Clint’s parents, both social workers, pleaded with the state for help and got Clint, now 11, into Walden Community School this spring. He returned home to his family last week.

Some children living in intensive, residential treatment centers are like Clint, with emotional problems so severe their parents are unable to handle them.

Wrong side of the law

Others first land in juvenile detention centers, arrested for hurting someone or for selling or using drugs, for instance, and end up in treatment centers to bring them under control. Nationally, the federal government estimates that 60 percent of teens who are arrested have a behavioral, mental or emotional problem.

Some kids are in treatment centers only because the state doesn’t have enough foster homes, particularly for those children who are defiant, fight and run away.

But most kids in residential treatment centers are foster children who have been abused, neglected or abandoned by their families.

“I used to be angry at the whole world,” said one former foster child from Miami who is now 19. “My problems were everybody’s fault.”

She never wanted to be in foster care, never liked where the state put her. She ran away to the streets and had sex with older men. The girl suffered one disappointment after another. After being taken from her abusive family, she was adopted by another family, but her adoptive parents also beat her, according to court records.

Then she went to live with her grandmother. When her mother died, her anger built to a crescendo.

“I tried to kill my grandmother,” she said. “I took her pills from her, her heart medicine.
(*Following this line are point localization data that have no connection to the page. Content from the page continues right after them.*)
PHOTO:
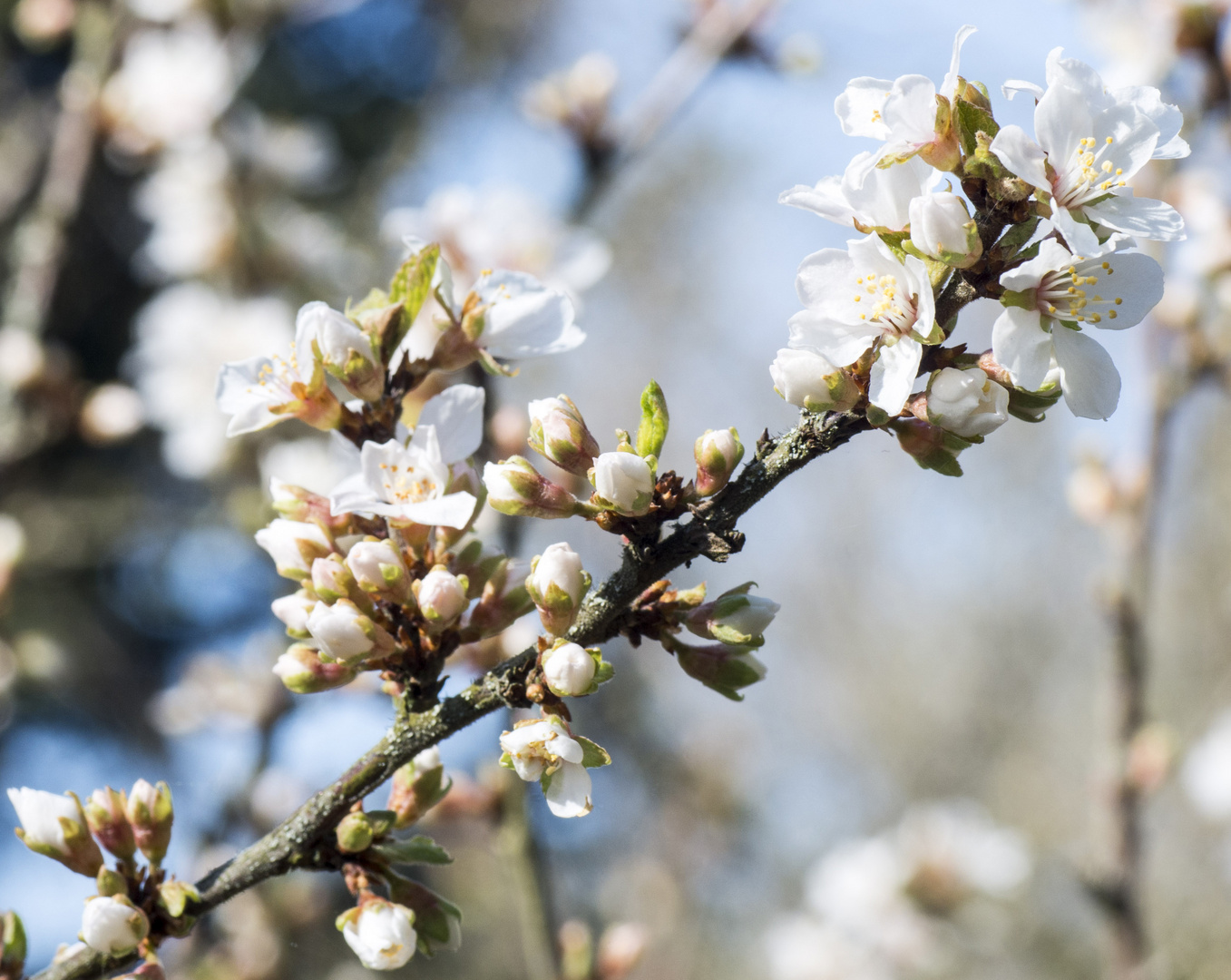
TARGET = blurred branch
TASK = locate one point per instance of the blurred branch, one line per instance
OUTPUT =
(38, 242)
(714, 34)
(298, 842)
Started bothering her.”

Why?

“Because she made me mad.”

Such anger, hurt, abuse may seem for many parents and children almost impossible to imagine. And yet the mental and emotional problems kids experience appear to be common.
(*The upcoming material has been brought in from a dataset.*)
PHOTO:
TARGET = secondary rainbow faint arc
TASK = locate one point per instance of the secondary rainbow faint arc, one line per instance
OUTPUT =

No comprehensive studies have been done to measure the prevalence of mental health problems in children. The federal government has contemplated conducting a study, but it would have to be on the scale of a national census, which critics say would be costly and invade the privacy of millions of families.

The federal government estimates, using eight smaller-scale studies completed in the last 15 years, that one child in 10 has a mental illness that causes substantial impairment, according to the National Institute of Mental Health, a division of the U.S. Department of Health and Human Services.

Researchers say they began to realize the scope of the problem only within the last three decades. They now know that children develop the same psychiatric disorders as adults and may even be more susceptible.

“There’s this sort of fantasy that children are protected from these things,” said Michael Hughes, a child and adolescent psychiatrist in Miami. “In fact, it’s the opposite.”

Children ‘vulnerable’

While children are more resilient, they’re also more at risk, Hughes said. They need a stable, loving home life to develop properly.

“Children are much more vulnerable to what happens in their families, to the death of a parent, mental illness in the family, financial difficulties,” Hughes said.

And today’s world, experts say, is particularly hard for children. Many are products of divorce. Poverty, and drugs and alcohol, also are major societal factors. So may be violence, which most children see in the movies and on television. And many live with it directly, witnessing domestic violence or experiencing it themselves.

In a recent University of Miami study, researchers interviewed 2,000 youths chosen at random and found that more than a third said they had been shot at or threatened with a weapon. One in four knew someone who had committed suicide.

Almost two-thirds of African-American youths surveyed said they knew someone who had been murdered.

Any or all of those factors, the experts say, may help to explain that more than 1 million children a year are abused or neglected, and that suicide rates among youths ages 15 to 19 have tripled since 1960.

Those factors also may be why admissions of children to psychiatric units in the United States have exploded in the past three decades, increasing from 10,000 to 48,000 in one four-year period in the ’80s.

“The magnitude and severity of stressors in people’s lives are greater than they used to be,” said R. Jay Turner, the lead researcher in the UM study. “We’ve got lots of problems, no question about that.”